Self-referential Blogger note: It’s been a while – all those tribal drumbeats. Your blogger preferred to use time more wisely, like watching the A’s, supporting mid-term election turn-out here and in Nevada, crafting an ethics course - and even wasting it frivolously.
There comes a time, however, when civic duty transcends these pass-times. If Professor Ford can selflessly step into the life-altering media glare, then I certainly ought to do my little bit here, and drag myself back in.
My message:
Brett Kavanaugh is a privileged, unjudicial, dissembling disaster, who must not be confirmed to a lifetime appointment on the Supreme Court.
There’s a useful old Ethiopian adage that works here: “the fish is the last to know he’s in the water.” In his poorly conceived and worse-executed hearing room hissy, the nominee demonstrated the wisdom of that saying, and illustrated the folly of not learning its lesson. He denied having any advantages that supported his admission to Yale Law School, ascribing his success instead to personal hard work.
He thus showed us all that he has no idea that he was endowed with the precious, unearned gratuities of being born in this country, white and male, into wealth, and educated at an elite private preparatory school. He was also an undergraduate at Yale and chosen to one of its secretive social societies – fertile breeding grounds for future Masters of the Universe.
Did he succeed in those places? Absolutely – he did not squander all his time drinking and carousing. But did that give him any adequate appreciation of his ample good fortune? Apparently not even a minnow's share. He is a fish whose rarified environments supported, nurtured and promoted him – and he had no inkling of it. Places like Georgetown Prep and Yale attempt to cultivate in their students a sense of their exceptionalism. Kavanaugh was obviously convinced, and remains so.
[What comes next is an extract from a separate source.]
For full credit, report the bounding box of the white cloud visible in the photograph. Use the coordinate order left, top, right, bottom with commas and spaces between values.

Perhaps that also accounts for his conviction that the Kennedy seat on the Supreme Court is His – by birthright and as having swum with the currents of Potomac power. He was first a clerk to the same Justice Kennedy, and later served as a dedicated aide to Ken Starr in the Whitewater probe - the protracted and venomous seven-year(!) pursuit of the Clintons.
That very unconsciousness causes great concern about his qualifications for the nation’s highest court. The best Justices there understand that “the life of the law has not been logic, but experience” (per Justice Oliver Wendell Holmes Jr., one of the greats). The law lives in its real-life impacts on people – folks whose lives and times are far removed from worries about ace-ing that poli-sci seminar, or sourcing that kegger.
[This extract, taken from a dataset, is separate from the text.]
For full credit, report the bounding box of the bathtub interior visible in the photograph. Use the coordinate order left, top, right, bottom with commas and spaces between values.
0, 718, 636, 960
Kavanaugh lacks such personal experience; he also clearly does not appreciate the difficulty and challenges of those lives-less-blessed. A patrician who has deluded himself into believing he succeeded on his own merits is quite unlikely to understand the tribulations of the rabble (freely translated as “the rest of us”).
His writings further demonstrate that he believes the ultimate GOP patrician, the President, is essentially above and beyond the reach of laws that apply to (all) the rest of us. Should anyone be surprised? Probably not. But more important - does anyone consider that to be sound public policy outside a dictatorship?
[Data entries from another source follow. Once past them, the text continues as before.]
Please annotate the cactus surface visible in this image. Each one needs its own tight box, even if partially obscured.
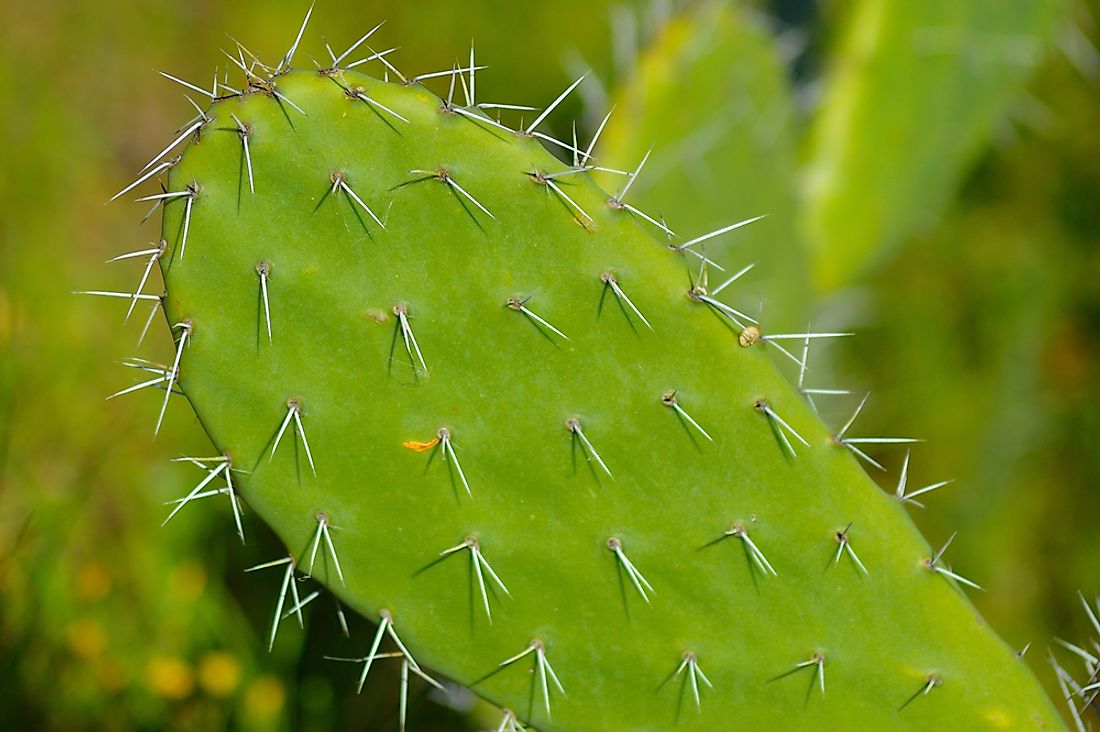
[103,17,1060,730]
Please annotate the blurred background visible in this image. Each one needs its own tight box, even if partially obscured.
[0,0,1100,730]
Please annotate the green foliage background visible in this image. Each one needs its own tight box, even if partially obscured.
[0,0,1100,730]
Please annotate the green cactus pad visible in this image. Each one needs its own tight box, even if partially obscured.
[130,48,1060,730]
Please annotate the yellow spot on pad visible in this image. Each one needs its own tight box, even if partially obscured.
[402,437,439,452]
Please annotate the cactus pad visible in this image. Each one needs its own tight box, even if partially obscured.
[107,22,1060,730]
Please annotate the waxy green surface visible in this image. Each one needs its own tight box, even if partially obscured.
[162,72,1062,730]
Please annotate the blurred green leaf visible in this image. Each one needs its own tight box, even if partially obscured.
[802,0,1065,291]
[598,2,805,319]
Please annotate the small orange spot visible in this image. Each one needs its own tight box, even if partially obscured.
[402,437,439,452]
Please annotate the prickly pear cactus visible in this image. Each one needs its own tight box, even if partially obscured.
[103,12,1060,730]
Further, Kavanaugh’s temperament is as an advocate, not a judge. His petulant, arrogant attacks on the process and the Senators questioning him showed not only an umbrage born of privilege but a demeanor more suited to trench warfare than contemplative deliberation.
Indeed, the nominee thereby demonstrated the partisan bones he made in his uber-aggressive, ultimately unsuccessful advocacy during the never-ending Starr investigations. In addition to seeking a reopener on the long-settled Foster suicide, he proposed a puerile line of attack questions to be asked of the then-sitting democratic Prez (whom he apparently considered fair game?), concerning the very most graphic anatomical details of his sexual assignations. That’s not what judge-types do, and any appreciation of the karmic irony of having his own sexual past laid publicly bare was surely lost in his rage.
Then there’s the evasion and dissembling pattern of behaviors that have themed his committee process, and the attempted disappearance of a very key witness (“How did you find me?!” was the first astonished response of Mark Judge, holed-up in an obscure beach town). It has been an obvious search for loopholes - those technicalities that lawyers seek, and people seeking answers disdain. When asked directly why he wouldn’t want an air-clearing investigation, he deflected - repeatedly and unconvincingly. Those are not the actions of a seeker of truth, nor, frankly, of an innocent man.
There have been reports that Kavanaugh’s practiced outrage was directed by the current White House occupant, who’s much better at lies and insults (and who has little understanding of anything remotely judicial). If so, the nominee was in a tough spot – should he abide his sponsor’s wishes, or act like the calm, sober adjudicator that most folks want in their judges? That he went with the former is further proof of destructive partisanship, as well as another demonstration that nobody who comes in close contact with this President comes away with a reputation unsullied.
Do I think he did what he’s been credibly accused-of – yeah, I do. And for that, and for a multitude of other reasons, he’s not the person on whom to bestow a lifetime tenure on the highest court in the land. He’s a fish out of his depth, and out of water, and maybe out of time.